The notification of the transition to one or another taxation regime can be filled out in a third-party service and also invested in a crypto container. However, it can be sent to the Federal Tax Service later.

By mail
  • The company's charter in 2 copies (with the exception of activities under the standard charter).
  • Receipt / receipts for payment of the duty.
  • Constituent document and minutes of the meeting (for LLC with several founders), or a decision to establish a sole founder.
  • Application for state registration as a legal entity (signatures on the application must be notarized).
  • Notification of the transition to the selected taxation regime (optional).
  • Extract from the register of legal entities of the country of origin (if one of the founders is a foreign legal entity).
For the shipment, the value must be declared and an inventory of the attachments compiled. Moscow residents can use Pony Express and DHL Express services.

Important points
  • The deadline for submitting a notification of the transition to the selected taxation regime is 30 days.
  • When establishing an LLC, no more than 4 months are allotted for the contribution of the authorized capital (, while for certain categories of activities the minimum threshold can be significantly higher).
  • The registration fee is not refundable even if the registration procedure ends with a refusal.
  • The registration application is filled in either by hand (only in block letters), or typed using technical means (the use of special services is allowed). Mixed filling is prohibited (for example, when data is added to the printed version manually).
  • In case of personal submission, the columns with the signature are not filled in. Signing is done by the applicant / applicants in the presence of a tax specialist.
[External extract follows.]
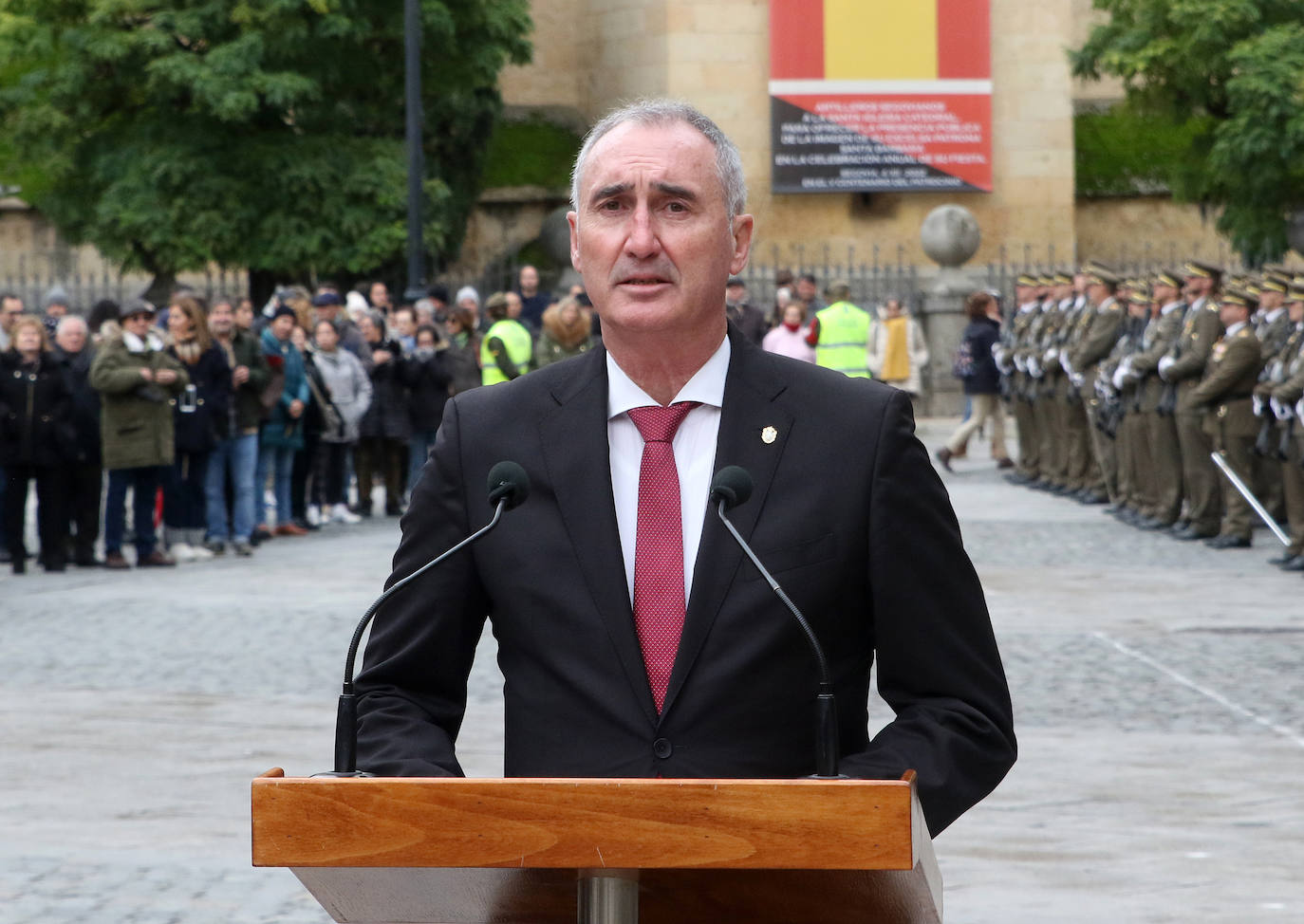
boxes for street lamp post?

Otherwise, the signatures must be notarized.
  • Each page of the application must be printed on a separate sheet. It is not necessary to fasten and stitch the sheets.
  • Filling in the e-signature address is required. It is to him that documents on registration or refusal will be sent.
  • The main name of LLC is allowed.
  • The registering body for the charter of an LLC is the Federal Tax Service Inspectorate. It is she who issues certified originals of the current charter, takes into account the changes.
  • The amount of the state fee can be divided in equal shares for all participants and paid in separate receipts.
  • The FTS may require a letter of guarantee from the lessor to provide the legal address of the LLC.

Where to submit documents
LLC registration is carried out only by the tax service serving the address of the location of the executive body of the LLC.
You can clarify the number and details of the servicing inspectorate on the tax website.
If the executive body does not have a permanent address, the location of the person / other body of the legal entity may be accepted, which can act on behalf of the LLC without a power of attorney (for example, the home address of the sole founder).
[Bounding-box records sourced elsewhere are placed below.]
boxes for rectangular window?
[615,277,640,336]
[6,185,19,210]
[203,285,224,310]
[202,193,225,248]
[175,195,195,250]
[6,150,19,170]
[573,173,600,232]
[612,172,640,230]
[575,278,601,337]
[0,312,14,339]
In the case of registration of an LLC at a home address, you may additionally need:
  • certificate of ownership of the property (certified by a notary);
  • consent of tenants / co-owners to open a legal entity (certified by a notary).
Documents can be submitted through the multifunctional center (if the latter provides such a service).

Output documents
After 3 days, will send to the e-mail address (specified in the application) either a reasoned refusal, or registration documents:
  • record sheet in the Unified State Register of Legal Entities (form);
  • certificate with SNN of the organization;
  • registered charter.
It is possible to obtain paper versions of documents only upon a separate request.